RUN: During an active shooter incident avoiding and running away from the shooter is priority one. If no one is there, then no one can be shot.
This requires knowledge of every possible means of safely existing a building. As a simple rule, fire exists are good because they are designed to get people quickly out of a building. When you see a shooter or get an alert you should immediately go to the assigned exists for an activate shooter incident. Do not look for personal belongings, do not search for a friend, do not use a hand held devise, just leave as quickly and quietly as you can.
Like in fire drills, after existing the building having an assigned place to meet allows everyone to be accounted without confusion. This place should be identified in the exit plan.
Once you leave the building you might be confronted by a law enforcement officer. Do not be surprised or even upset if he/she tells you to keep your arms up and your hands visible, he/she is acting with an abundance of caution, because there have been shooters who have attempted to escape by blending in to the crowd leaving the building.
HIDE: If you cannot escape the building during an active shooter incident, then you should gather with others in the building or on the same floor in a room identified for this purpose. This is often referred to as sheltering in place. You should turn off the lights and if possible any electronic devices. Cell phones should be in a muted format or turned off. Barricade the door and if possible lock it. Make every attempt at keeping low to the ground and stay away from windows. Use an appropriate object as a barrier and remain behind it. Stay quiet and control your emotions. If you have a security guard in the room, let him/her make the decisions regarding safety. Do not leave this room until you have made actual contact with law enforcement.
A Safer Room. There should be offices and/or side rooms that appear to be typical and normal in every way, but in reality are rooms that have been identified as “safer rooms” for those who cannot escape the building during an active shooter incident. These are not safe rooms, because no room is safe when confronted by a well-armed individual. But these rooms are safer than the others in the building. These rooms should have only one door with a bolt lock, the door and frame should of industrial grade and strength, it should have furniture that can either stop or slow down bullets, and items that can be easily used as barricades for the door. There should also be a fire extinguisher and a first aid kit in this room.

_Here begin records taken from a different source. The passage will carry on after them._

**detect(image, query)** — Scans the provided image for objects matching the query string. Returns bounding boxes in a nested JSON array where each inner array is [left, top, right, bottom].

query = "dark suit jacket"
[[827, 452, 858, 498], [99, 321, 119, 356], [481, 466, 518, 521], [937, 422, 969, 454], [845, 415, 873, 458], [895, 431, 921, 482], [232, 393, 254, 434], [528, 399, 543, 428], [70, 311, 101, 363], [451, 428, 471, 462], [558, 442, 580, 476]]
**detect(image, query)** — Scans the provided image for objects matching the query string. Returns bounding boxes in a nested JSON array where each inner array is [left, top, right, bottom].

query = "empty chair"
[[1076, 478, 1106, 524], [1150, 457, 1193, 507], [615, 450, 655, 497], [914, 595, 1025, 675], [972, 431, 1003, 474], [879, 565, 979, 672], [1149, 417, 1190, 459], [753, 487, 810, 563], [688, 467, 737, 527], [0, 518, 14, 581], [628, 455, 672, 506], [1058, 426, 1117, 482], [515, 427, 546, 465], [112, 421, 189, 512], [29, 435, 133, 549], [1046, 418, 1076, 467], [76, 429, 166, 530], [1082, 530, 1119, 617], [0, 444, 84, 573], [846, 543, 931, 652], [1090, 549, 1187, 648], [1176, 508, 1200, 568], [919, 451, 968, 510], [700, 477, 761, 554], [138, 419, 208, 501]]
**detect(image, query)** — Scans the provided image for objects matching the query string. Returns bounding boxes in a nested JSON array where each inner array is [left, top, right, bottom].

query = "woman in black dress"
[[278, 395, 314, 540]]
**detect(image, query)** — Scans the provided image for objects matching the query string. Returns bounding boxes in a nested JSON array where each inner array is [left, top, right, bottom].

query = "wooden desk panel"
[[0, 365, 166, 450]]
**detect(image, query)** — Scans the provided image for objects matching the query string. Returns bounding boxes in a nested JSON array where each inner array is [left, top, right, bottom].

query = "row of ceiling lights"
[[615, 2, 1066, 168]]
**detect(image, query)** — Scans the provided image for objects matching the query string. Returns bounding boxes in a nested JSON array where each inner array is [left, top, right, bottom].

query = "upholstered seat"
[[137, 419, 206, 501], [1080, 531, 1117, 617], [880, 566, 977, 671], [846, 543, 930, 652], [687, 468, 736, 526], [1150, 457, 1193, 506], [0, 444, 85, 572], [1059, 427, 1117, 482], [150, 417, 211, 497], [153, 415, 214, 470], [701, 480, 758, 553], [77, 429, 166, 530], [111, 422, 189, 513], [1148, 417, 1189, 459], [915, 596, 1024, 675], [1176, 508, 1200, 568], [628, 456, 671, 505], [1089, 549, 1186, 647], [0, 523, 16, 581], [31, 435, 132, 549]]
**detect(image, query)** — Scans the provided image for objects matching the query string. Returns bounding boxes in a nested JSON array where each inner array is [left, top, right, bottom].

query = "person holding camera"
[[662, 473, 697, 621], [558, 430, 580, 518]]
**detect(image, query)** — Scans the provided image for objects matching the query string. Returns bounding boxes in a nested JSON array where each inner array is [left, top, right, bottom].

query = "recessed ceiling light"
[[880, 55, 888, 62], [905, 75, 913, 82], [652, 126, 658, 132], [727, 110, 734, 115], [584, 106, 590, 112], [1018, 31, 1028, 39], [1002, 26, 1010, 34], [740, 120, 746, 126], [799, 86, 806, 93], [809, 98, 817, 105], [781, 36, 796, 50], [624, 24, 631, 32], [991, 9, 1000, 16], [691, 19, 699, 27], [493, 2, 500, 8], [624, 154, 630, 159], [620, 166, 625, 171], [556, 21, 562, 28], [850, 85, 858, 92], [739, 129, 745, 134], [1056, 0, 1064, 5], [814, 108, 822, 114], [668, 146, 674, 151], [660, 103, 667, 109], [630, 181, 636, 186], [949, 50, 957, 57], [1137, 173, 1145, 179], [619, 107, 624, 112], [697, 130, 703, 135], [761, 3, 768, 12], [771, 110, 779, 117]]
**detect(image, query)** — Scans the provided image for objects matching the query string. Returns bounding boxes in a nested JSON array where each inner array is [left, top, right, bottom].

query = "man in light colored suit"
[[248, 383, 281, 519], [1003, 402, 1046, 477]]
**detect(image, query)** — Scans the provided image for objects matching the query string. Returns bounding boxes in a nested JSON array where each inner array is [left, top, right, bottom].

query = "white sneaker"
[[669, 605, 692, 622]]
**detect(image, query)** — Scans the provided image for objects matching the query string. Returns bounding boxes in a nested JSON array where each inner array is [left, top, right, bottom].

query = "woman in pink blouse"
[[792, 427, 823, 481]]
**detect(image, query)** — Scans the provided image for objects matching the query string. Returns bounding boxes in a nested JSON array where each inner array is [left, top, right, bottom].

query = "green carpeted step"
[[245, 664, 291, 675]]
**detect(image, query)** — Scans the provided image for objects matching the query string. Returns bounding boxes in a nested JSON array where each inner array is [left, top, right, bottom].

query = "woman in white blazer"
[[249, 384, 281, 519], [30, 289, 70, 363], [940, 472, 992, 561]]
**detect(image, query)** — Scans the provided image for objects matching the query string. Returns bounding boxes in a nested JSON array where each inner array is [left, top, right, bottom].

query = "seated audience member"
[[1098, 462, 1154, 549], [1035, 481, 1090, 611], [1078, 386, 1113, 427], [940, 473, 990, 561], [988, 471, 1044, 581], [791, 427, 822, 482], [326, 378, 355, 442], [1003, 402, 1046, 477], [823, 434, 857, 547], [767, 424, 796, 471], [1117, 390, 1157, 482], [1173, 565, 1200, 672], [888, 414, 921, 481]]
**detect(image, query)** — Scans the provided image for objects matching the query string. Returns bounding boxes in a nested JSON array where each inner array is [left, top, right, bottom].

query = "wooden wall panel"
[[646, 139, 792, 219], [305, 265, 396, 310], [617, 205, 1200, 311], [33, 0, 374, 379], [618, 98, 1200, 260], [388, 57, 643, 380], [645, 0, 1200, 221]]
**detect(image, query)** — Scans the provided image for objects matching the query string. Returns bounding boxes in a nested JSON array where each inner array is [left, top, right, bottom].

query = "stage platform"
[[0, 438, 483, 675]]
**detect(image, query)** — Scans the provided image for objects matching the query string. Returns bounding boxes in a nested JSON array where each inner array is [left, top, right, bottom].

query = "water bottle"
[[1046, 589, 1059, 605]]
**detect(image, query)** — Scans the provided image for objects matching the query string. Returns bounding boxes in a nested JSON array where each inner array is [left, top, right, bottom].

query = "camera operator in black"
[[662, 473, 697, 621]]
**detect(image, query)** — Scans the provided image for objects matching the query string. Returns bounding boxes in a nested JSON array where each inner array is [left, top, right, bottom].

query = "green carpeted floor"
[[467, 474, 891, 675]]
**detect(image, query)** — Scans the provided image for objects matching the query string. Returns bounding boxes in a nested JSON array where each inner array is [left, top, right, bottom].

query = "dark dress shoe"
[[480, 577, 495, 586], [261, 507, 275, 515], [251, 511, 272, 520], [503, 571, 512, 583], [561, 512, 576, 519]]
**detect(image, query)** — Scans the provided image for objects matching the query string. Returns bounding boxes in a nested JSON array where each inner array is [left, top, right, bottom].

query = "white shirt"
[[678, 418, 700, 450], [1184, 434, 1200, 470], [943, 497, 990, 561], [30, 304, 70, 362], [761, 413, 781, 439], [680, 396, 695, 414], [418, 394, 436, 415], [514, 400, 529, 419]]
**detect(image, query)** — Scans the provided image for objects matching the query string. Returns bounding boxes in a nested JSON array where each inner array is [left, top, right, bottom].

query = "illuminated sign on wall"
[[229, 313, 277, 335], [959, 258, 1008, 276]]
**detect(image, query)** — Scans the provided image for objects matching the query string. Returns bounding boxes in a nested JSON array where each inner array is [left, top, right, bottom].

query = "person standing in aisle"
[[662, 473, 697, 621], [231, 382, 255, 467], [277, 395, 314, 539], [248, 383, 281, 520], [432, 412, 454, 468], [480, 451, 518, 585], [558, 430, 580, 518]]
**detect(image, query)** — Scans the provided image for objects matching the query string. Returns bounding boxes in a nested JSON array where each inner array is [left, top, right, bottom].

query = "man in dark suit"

FIGHT: This is a “if all else fails” option. If you cannot avoid and flee from the shooter and all attempts at hiding have failed, then fight becomes the option by default.
However, let me be very clear, because of the danger and potential loss of life, security guards should avoid this kind of confrontation whenever possible, because it can only happen if they are close enough to the shooter to engage in hand-to-hand combat.
This kind of combat requires a high skill level and should be avoided by anyone without this training. Simply put, if you “think” you can do it, you cannot. Because it is a form of training that becomes instinctive, a natural reaction. Therefore, if a security guard does not have hand-to-hand combat training, they realistically have only two option, fleeing and hiding.
To enhance their skill level, I would encourage all private security guards to receive Krav Maga self-defense training and maintain this level of training throughout their career as a security officer. Unfortunately, many of the instructors who provide Krav Maga training charge a rate that is prohibitive to many security guards, who only earn a basic hourly wage.